Huddersfield’s Lawrence Batley Theatre delivers bold programming and nurtures links with its community. Theatre correspondent Nick Ahad reports.
A couple of years ago I wrote in these pages that I am ‘constantly impressed by Lawrence Batley Theatre in Huddersfield’.
Turns out I’m not the only one.
The Arts Council this week announced that the theatre is going to receive a £145,000 share of its Catalyst programme.
The idea behind Catalyst is to help organisations that have a limited track record in fundraising through philanthropy. Or to put it in an easier to understand way: It’s to help organisations that aren’t as ‘sexy’ as some of the big companies attract more cash.
When you’re in Yorkshire, you’re battling international opera and ballet companies for your share of rich people’s money. Big banks and rich individuals, it’s fair to say, prefer to give their money to big flagship organisations, the sort of buildings and companies that can host champagne receptions for clients. Huddersfield, god bless it, isn’t going to be as attractive as a big opera company in a major Yorkshire city. That’s where Catalyst comes in. The money will be used by Lawrence Batley Theatre to invest in developing fundraising skills for staff and use money to make money.

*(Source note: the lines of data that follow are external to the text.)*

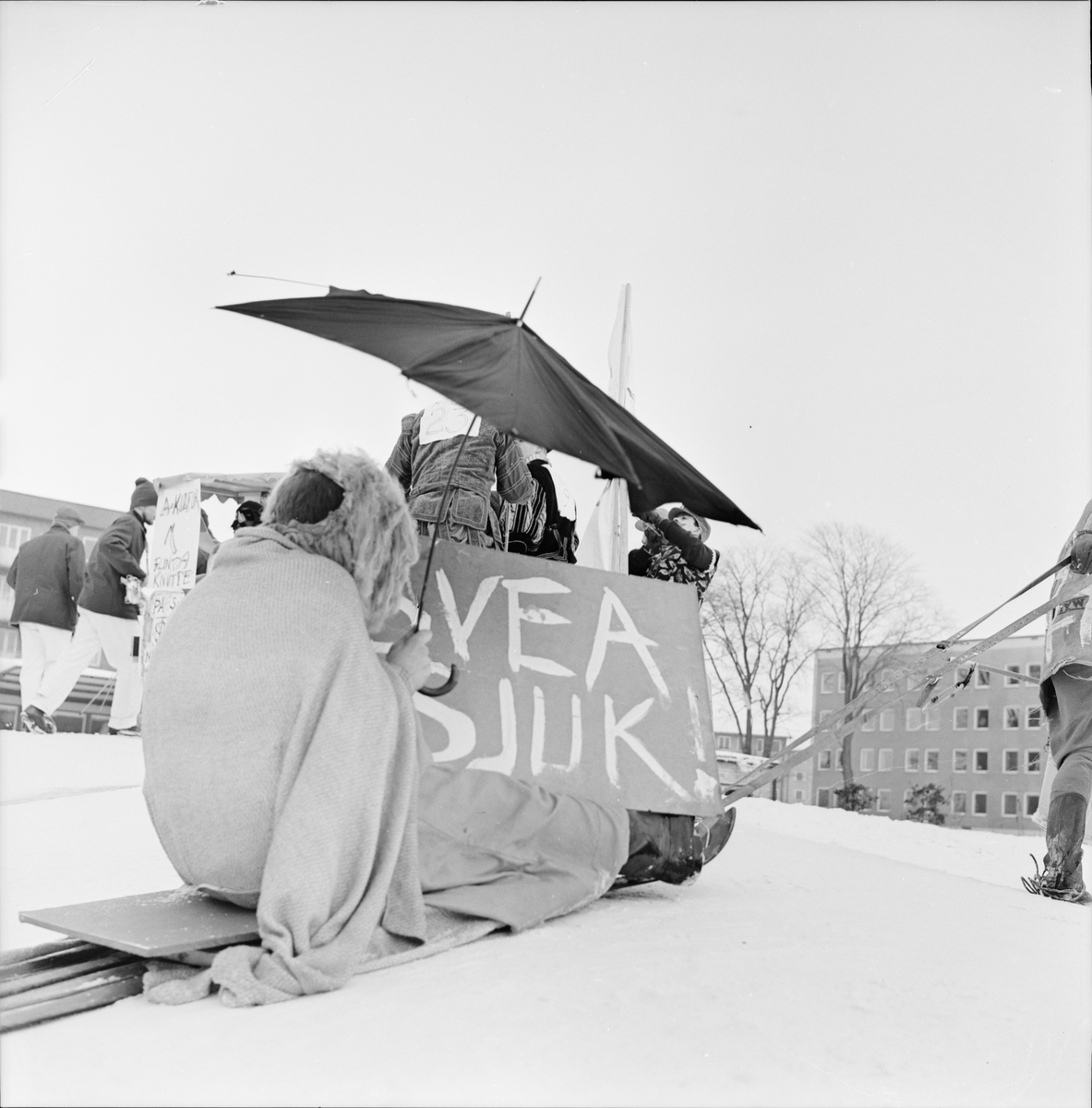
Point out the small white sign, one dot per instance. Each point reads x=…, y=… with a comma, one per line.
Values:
x=444, y=420
x=173, y=557
x=157, y=610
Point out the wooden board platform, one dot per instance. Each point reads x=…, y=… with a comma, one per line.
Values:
x=151, y=924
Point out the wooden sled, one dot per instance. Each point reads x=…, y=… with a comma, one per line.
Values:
x=109, y=945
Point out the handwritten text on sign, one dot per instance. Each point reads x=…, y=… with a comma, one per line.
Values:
x=173, y=558
x=160, y=608
x=582, y=681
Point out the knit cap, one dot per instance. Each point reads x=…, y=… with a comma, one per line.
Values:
x=67, y=515
x=144, y=494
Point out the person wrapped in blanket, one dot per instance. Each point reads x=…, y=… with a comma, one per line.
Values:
x=544, y=525
x=675, y=548
x=286, y=768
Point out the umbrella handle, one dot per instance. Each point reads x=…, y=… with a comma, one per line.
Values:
x=447, y=687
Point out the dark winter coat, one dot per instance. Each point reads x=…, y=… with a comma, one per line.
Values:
x=46, y=576
x=116, y=554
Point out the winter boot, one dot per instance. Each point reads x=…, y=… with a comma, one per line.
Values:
x=671, y=848
x=38, y=721
x=1062, y=878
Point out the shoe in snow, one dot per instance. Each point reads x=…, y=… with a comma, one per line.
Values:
x=714, y=834
x=671, y=848
x=1062, y=878
x=38, y=721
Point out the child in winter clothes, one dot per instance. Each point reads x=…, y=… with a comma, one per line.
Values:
x=680, y=552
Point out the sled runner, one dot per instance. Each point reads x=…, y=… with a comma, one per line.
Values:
x=105, y=956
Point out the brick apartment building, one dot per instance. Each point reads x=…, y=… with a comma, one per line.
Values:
x=23, y=516
x=985, y=746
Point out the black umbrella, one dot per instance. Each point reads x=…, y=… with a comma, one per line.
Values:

Victoria Firth is the director of LBT and I’ve previously credited her as the driving force behind the theatre’s upturn in fortunes. A determined individual, she fully understands the limitations of her organisation but leads it from the front and has been programming an eclectic, interesting and often experimental selection of work.
She says: “This grant will make a huge difference to the LBT and enable us to protect and develop our ambition in the coming years.
“Our recent 21st birthday celebrations showed the long- standing and new relationships that it is possible for us to share with our local community and this award gives us ways to explore this further for the benefit of artists and audiences.”
That’s the thing the organisation does so well – it nurtures and develops artists and at the same time it concentrates on not patronising its audience, but giving them work which will inspire and challenge.
It is interesting that the theatre hosts amateur productions. Not many professional theatres do that much any more, yet LBT sees it as a key part of its work. At the same time it is also home to three companies that make performance work: Dark Horse theatre company, an organisation that works with professional actors and artists who have learning disabilities, Chol Theatre and Joss Arnott Dance. That’s not all. The theatre is also a base for five visual artists in residence. What this means is that the theatre, for me, embodies exactly what a theatre building should be – a place where a variety of people can come together and express their creativity. The coming autumn and winter season encapsulates that perfectly.
Firth says: “We are forging new partnerships with big producing companies, working with internationally renowned dance companies and producing our own professional production... the theatre’s first ever traditional pantomime, Cinderella will be the first performance made in house at the theatre for over a decade.”
The show will be the creation of seasoned pantomime royalty director Joyce Branagh (younger sister of Kenneth) and writer Andrew Pollard. Other season highlights include John Godber’s latest and a performance of dance artist Gary Clarke’s Coal.